Electron doping using alkali atoms is an effective way of modifying the electronic properties of molecular films. At the metallic interface, the complex three-body charge equilibrium between molecule-dopant-substrate stabilizes different charge and spin configurations that depend on the number and position of the dopants, as we have recently shown by doping single MPc with Li atoms [Nature Mater. 12, 337 (2013)]. As we increase the number of Li dopants by using the STM tip to dope molecules atom by atom, we find that the role of the substrate changes from donor to acceptor, leading to a saturation of transferred charge at values smaller than that found in bulk films. We also investigate electrostatic shifts of the molecular levels induced either directly for the case of Li ions bound to the molecule, or mediated by the substrate for the case of nearby ions.



Coupling single-molecule magnets to magnetic substrates


AFM coupling of TbPc2 molecules to a FM Ni(111) thin film. Top: Schematic representation of the magnetic coupling. Bottom: Hysteresis loops of the magnetic moment of Tb (red) and Ni (blue) obtained by XMCD. The inverted relation of the loops reflects the AFM coupling.

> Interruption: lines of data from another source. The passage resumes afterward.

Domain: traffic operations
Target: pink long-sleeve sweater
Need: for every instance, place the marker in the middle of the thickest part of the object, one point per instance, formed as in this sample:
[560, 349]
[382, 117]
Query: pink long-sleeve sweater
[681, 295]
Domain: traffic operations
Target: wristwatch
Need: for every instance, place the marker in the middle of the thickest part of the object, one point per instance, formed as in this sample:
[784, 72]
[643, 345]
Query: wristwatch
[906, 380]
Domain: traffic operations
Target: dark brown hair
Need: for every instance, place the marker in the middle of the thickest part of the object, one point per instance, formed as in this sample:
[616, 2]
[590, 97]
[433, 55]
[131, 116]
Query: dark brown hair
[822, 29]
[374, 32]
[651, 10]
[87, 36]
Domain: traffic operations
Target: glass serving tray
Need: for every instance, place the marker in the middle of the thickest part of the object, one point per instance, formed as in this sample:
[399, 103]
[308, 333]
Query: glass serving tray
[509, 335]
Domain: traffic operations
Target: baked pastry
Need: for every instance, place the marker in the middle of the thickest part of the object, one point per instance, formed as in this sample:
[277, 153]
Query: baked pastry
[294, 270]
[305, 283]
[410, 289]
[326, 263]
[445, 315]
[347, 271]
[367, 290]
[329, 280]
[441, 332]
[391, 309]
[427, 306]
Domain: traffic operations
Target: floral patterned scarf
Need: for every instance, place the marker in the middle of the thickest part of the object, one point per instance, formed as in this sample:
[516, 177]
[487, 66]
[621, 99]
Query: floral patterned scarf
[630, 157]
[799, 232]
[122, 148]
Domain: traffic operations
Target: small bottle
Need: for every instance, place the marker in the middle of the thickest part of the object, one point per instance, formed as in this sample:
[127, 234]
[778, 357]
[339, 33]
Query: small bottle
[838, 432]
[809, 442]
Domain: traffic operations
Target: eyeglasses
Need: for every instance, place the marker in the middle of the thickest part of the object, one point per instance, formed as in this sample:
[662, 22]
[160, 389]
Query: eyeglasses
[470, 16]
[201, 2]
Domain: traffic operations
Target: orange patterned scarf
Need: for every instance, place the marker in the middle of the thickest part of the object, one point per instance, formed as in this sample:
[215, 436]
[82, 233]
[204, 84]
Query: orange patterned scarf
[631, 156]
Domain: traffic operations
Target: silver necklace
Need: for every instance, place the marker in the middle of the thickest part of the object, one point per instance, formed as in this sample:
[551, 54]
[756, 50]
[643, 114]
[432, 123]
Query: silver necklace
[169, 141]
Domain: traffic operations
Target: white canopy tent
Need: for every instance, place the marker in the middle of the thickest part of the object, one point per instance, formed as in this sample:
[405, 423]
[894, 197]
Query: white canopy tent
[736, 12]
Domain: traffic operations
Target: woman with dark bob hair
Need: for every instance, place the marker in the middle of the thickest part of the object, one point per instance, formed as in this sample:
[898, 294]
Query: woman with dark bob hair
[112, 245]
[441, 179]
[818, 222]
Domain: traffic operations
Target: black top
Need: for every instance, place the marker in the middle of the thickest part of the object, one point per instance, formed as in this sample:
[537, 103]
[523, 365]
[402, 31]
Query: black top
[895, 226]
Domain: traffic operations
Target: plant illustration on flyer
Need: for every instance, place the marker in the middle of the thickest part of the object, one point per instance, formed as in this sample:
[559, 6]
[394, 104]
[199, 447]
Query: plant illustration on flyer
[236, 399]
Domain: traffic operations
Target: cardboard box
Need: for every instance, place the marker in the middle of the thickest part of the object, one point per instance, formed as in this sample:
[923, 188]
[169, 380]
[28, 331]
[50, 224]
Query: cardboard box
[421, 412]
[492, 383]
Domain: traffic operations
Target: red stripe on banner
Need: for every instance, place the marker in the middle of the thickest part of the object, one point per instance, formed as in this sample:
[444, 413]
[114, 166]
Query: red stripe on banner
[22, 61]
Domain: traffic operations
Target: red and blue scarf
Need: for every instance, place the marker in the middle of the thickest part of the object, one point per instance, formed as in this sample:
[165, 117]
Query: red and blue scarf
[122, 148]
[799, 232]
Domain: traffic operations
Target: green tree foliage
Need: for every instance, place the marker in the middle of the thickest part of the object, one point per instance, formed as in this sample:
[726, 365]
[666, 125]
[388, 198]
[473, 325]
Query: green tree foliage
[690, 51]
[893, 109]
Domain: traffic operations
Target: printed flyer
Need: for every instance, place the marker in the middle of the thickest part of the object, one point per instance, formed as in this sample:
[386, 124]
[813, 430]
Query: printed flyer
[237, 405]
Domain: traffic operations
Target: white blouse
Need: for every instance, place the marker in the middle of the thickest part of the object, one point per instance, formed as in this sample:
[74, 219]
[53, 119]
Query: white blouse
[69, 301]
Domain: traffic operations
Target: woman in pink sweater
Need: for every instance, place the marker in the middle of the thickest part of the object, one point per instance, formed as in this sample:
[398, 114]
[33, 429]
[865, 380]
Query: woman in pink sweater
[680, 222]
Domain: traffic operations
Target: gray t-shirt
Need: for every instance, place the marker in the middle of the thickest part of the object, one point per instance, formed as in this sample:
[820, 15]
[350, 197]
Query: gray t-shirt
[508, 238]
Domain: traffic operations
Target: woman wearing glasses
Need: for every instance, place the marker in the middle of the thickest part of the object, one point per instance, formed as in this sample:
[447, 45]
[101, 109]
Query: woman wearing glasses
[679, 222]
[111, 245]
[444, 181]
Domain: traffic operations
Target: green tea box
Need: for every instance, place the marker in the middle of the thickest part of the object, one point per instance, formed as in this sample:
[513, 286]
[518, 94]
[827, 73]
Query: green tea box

Single molecule magnets (SMMs) represent the smallest known bi-stable magnetic systems, thus making them ideal candidates for both classical and quantum computing applications.  Unfortunately, because of the competition between thermal spin fluctuations and magnetic anisotropy, SMMs display remanent magnetization only at low temperature. In the case of  Tb double-decker complexes (TbPc2) magnetic hysteresis loops can only be observed below 7 K for a measuring time scale of 100s. By using a Ni(111) ferromagnetic (FM) substrate, we have shown that the magnetic moment TbPc2 can be stabilized for temperatures above 100 K [Phys. Rev. Lett. 107,177205 (2011)]. The hysteresis loops of obtained by XMCD for Ni and Tb indicates that the molecule couples antiferromagnetically (AFM) to the Ni substrate. The magnitude of the exchange coupling can be manipulated by doping the interface with electron acceptor or donor atoms.

 In a similar experiment, we investigate TbPc2 monolayers deposited on metallic and oxide AFM substrates to demonstrate that exchange bias can also be used in hybrid metal-organic heterostructures to stabilize magnetic moments [Nano Lett. 12, 5703(2012)].